Sizilien | Kino der Inseln: Eine italienische Reise

Filmmuseum, Wien, 6. Jänner bis 9. Februar 2017

Arme Fischer, schöne Frauen, fiese Mafiosi: Sizilien, die Insel der Widersprüche, lädt winters im Filmmuseum zu einer Reise in wärmere Gefilde. Italienische Cineastenfreuden zum Wiedersehen, von Rossellini bis Tornatore.

Run auf die Insel: Alle wollten immer schon nach Sizilien. Die Griechen errichteten hier eine Kolonie. Die Vandalen und die Ostgoten machten sich auf den weiten Weg. Die Araber schauten mal für 250 Jahre vorbei, dann die Normannen. Und das war nur die Geschichte bis zum 11. Jahrhundert, also eine geraume Weile, bevor das Kino überhaupt erfunden wurde. Die Anziehungskraft des geografischen Schmelztiegels Sizilien hat sich jedenfalls auch quer durch die Filmgeschichte gehalten.

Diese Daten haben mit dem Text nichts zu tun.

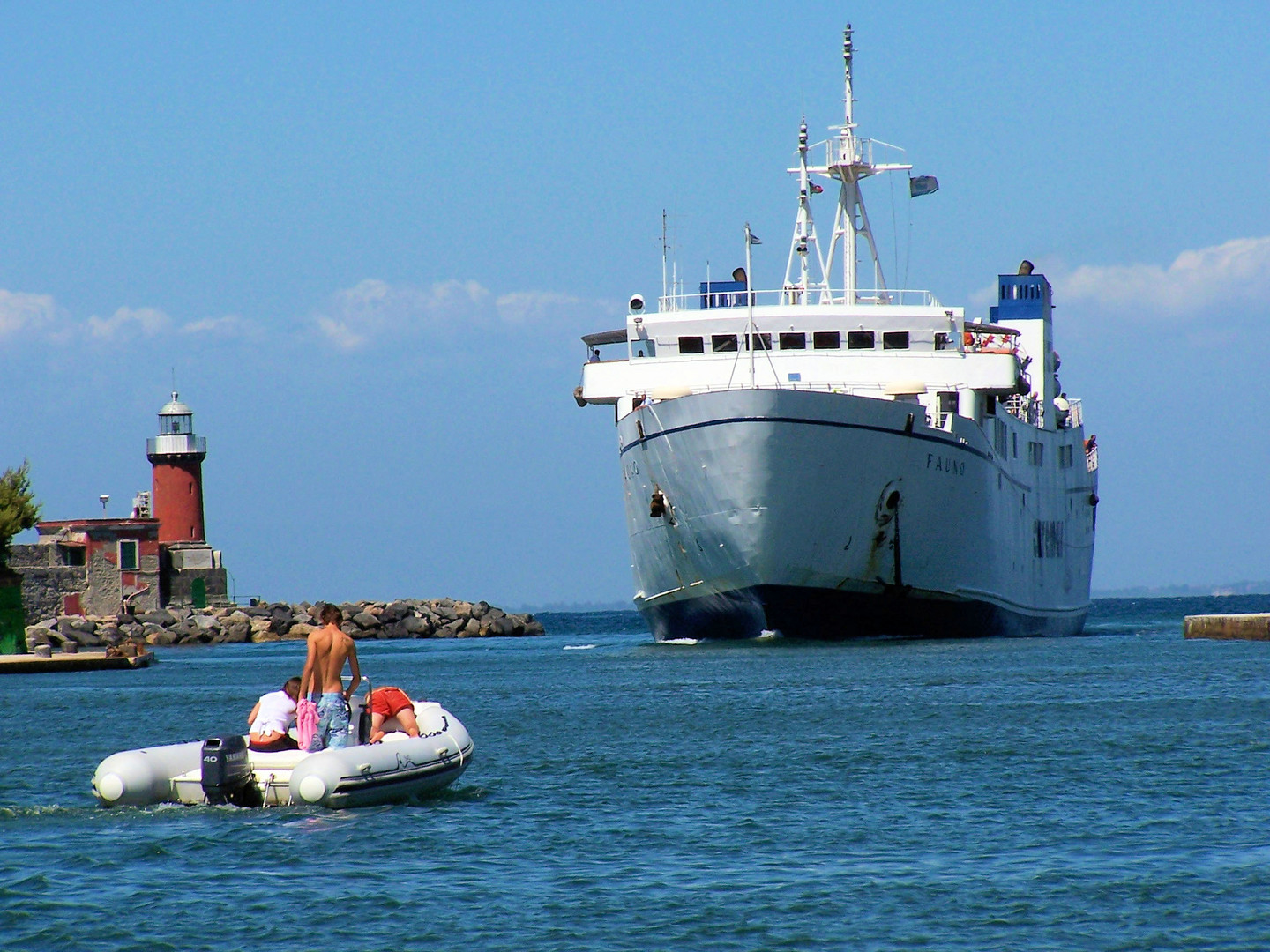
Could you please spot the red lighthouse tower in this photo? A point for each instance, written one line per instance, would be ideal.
(176, 456)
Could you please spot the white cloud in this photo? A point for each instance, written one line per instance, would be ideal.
(20, 311)
(127, 320)
(1224, 279)
(231, 325)
(376, 310)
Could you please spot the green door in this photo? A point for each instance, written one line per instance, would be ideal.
(13, 622)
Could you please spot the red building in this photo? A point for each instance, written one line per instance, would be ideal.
(156, 557)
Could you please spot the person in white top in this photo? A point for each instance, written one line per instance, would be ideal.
(271, 718)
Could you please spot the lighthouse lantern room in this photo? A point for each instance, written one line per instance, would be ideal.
(176, 456)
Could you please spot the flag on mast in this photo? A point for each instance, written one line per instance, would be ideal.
(923, 185)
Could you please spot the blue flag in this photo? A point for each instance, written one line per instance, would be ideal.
(923, 185)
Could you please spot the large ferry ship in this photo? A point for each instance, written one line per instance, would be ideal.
(836, 461)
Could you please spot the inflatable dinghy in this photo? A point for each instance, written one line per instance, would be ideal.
(225, 770)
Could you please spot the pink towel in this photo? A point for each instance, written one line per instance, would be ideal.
(306, 721)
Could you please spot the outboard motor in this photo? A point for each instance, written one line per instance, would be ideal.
(228, 772)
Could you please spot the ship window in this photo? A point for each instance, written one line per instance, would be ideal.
(127, 555)
(719, 343)
(1047, 539)
(762, 340)
(794, 342)
(691, 346)
(860, 340)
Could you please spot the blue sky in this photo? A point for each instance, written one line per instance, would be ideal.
(367, 239)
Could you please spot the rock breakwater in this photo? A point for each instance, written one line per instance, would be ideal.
(280, 621)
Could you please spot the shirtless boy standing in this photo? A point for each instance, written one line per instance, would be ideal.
(328, 651)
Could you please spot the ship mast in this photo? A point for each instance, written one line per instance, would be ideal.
(848, 159)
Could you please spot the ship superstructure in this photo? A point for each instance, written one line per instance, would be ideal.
(831, 461)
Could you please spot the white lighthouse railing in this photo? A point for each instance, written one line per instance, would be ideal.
(176, 443)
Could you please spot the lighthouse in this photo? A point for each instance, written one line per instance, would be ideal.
(176, 456)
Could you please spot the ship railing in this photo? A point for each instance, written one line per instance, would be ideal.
(733, 294)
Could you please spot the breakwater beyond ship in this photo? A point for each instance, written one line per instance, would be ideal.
(282, 621)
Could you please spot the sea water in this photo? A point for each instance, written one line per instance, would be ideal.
(1104, 792)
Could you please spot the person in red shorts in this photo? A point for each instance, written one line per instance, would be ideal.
(387, 704)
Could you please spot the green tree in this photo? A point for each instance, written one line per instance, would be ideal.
(18, 507)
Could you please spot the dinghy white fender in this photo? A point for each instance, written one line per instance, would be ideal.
(144, 777)
(392, 770)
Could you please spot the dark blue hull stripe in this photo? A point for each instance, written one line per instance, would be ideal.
(834, 616)
(836, 424)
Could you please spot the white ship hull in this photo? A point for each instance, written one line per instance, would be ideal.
(830, 516)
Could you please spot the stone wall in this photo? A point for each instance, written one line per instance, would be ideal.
(279, 621)
(45, 584)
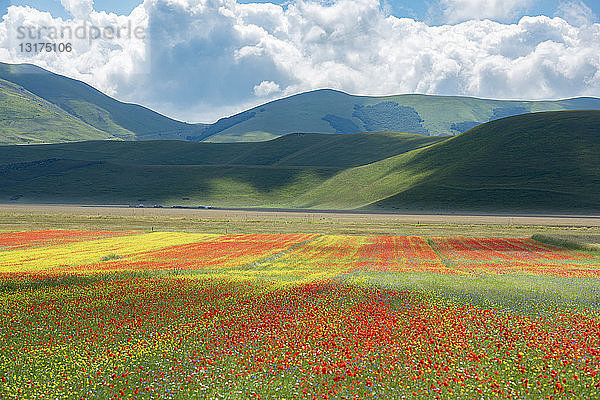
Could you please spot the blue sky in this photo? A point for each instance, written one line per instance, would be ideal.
(204, 62)
(419, 10)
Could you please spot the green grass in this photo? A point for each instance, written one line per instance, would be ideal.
(305, 113)
(268, 174)
(583, 242)
(535, 162)
(94, 108)
(26, 118)
(305, 150)
(91, 112)
(543, 162)
(525, 294)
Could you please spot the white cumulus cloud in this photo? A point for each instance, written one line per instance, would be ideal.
(455, 11)
(202, 59)
(78, 8)
(266, 88)
(576, 12)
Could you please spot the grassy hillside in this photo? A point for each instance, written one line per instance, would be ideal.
(95, 108)
(27, 118)
(340, 151)
(329, 111)
(535, 162)
(270, 174)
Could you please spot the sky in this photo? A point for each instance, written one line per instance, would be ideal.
(200, 60)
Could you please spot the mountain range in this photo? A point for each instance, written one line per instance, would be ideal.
(37, 106)
(528, 163)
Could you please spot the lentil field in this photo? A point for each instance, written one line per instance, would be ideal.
(133, 315)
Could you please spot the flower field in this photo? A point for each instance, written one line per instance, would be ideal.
(176, 315)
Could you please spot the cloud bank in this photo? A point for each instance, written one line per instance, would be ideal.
(202, 59)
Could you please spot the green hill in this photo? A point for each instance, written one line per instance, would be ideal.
(330, 111)
(269, 174)
(27, 118)
(93, 107)
(86, 113)
(535, 162)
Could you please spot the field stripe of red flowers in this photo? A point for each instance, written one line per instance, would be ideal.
(295, 317)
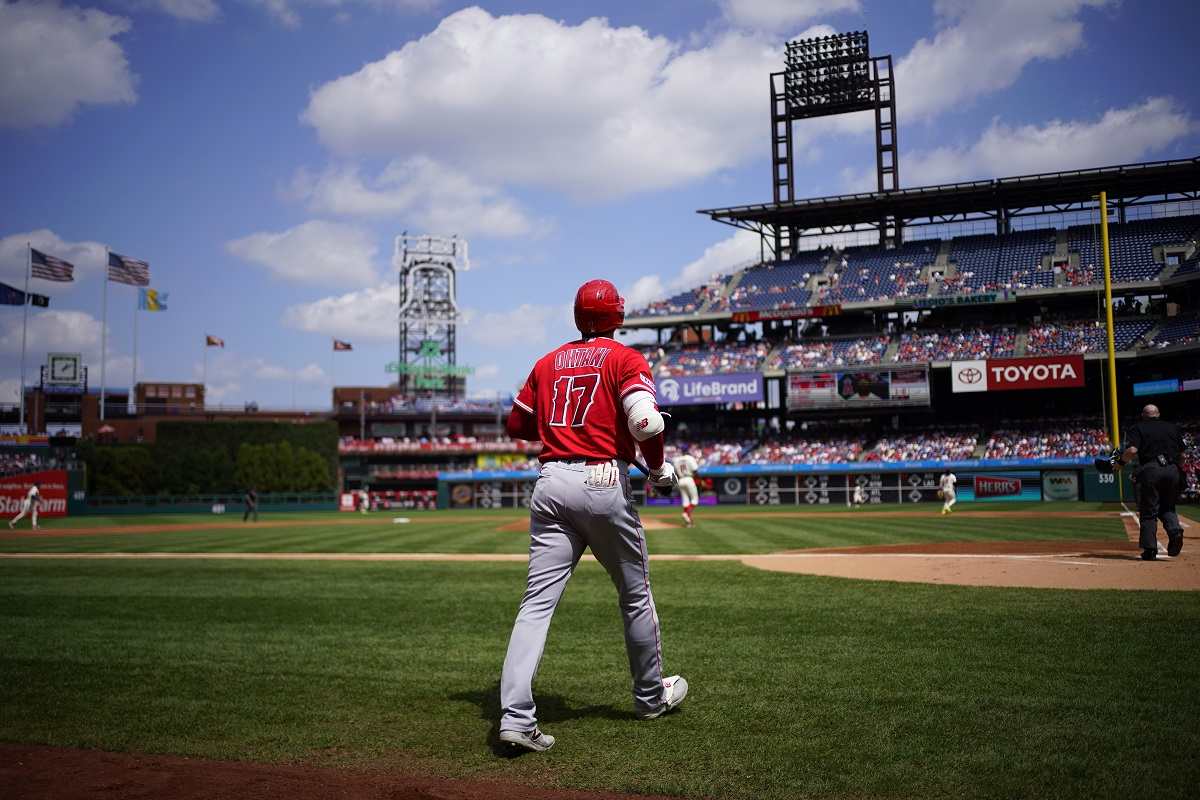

Fischer & Liebesgeschichten: Da erzählt Luchino Visconti in La terra trema vom harten Arbeitskampf der armen Fischer. Da wälzt sich Ingrid Bergman bei Roberto Rossellinis gleichnamigem Film auf dem schwarzen Vulkangestein des Stromboli (während im echten Leben die US-Puritaner ihre Liebschaft mit dem Regisseur lautstark verurteilten). Da besticht Michelangelo Antonionis filmisches Verwirrspiel L’avventura mit Monica Vitti. In völligem Gegensatz dazu der gezielte Bombast von Luchino Viscontis Verfilmung der Familienbiografie Il gattopardo von Giuseppe Tomasi di Lampedusa mit Burt Lancaster, Claudia Cardinale und Alain Delon. Mit den Untiefen des italienischen Eherechts befasste sich später Pietro Germi in der bösen Komödie Divorzio all’italiana mit Marcello Mastroianni, Lina Wertmüller setzte in Mimì metallurgico ferito nell’onore dem sizilianischen Machismo ein mustergültiges Denkmal.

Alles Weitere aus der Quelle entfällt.